Vicinanza agli atleti è stata espressa da Aeroporti di Roma in una nota dove precisa di essere estranea ai fatti: “Questa mattina, quando gli operatori Adr Assistance si sono presentati al gate per l’assistenza necessaria ad accompagnarli nell’aeromobile, la compagnia ha comunicato loro la mancata accettazione sul volo dei viaggiatori per problematiche non note ad Adr. Adr Assistance non ha successivamente ricevuto alcuna richiesta di ulteriore assistenza per la riprotezione degli stessi passeggeri su altri voli. Adr, sulla base delle competenze assegnate al gestore aeroportuale, ha richiesto al vettore tutte le delucidazioni del caso rispetto all’accaduto”. 

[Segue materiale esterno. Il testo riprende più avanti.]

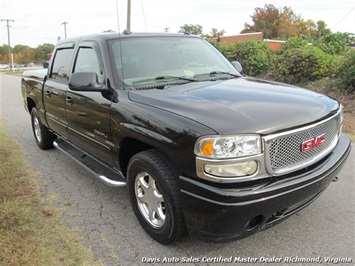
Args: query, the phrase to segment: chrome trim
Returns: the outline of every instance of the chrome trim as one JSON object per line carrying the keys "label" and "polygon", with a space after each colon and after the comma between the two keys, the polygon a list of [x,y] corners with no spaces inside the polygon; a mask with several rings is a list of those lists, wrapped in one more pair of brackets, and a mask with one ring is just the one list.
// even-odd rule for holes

Chiamara in causa Easyjet ha reso noto di aver avviato un’indagine interna per chiarire l’accaduto. “Siamo profondamente dispiaciuti per l’esperienza del gruppo della Nazionale Italiana di Powerchair Football. Abbiamo avviato un’indagine interna per ricostruire l’accaduto e nel frattempo siamo in contatto con i passeggeri e stiamo facendo tutto il possibile per trovare una soluzione. Rendere il viaggio aereo accessibile a tutti i passeggeri è una priorità per easyJet e prendiamo questa vicenda con la massima serietà”.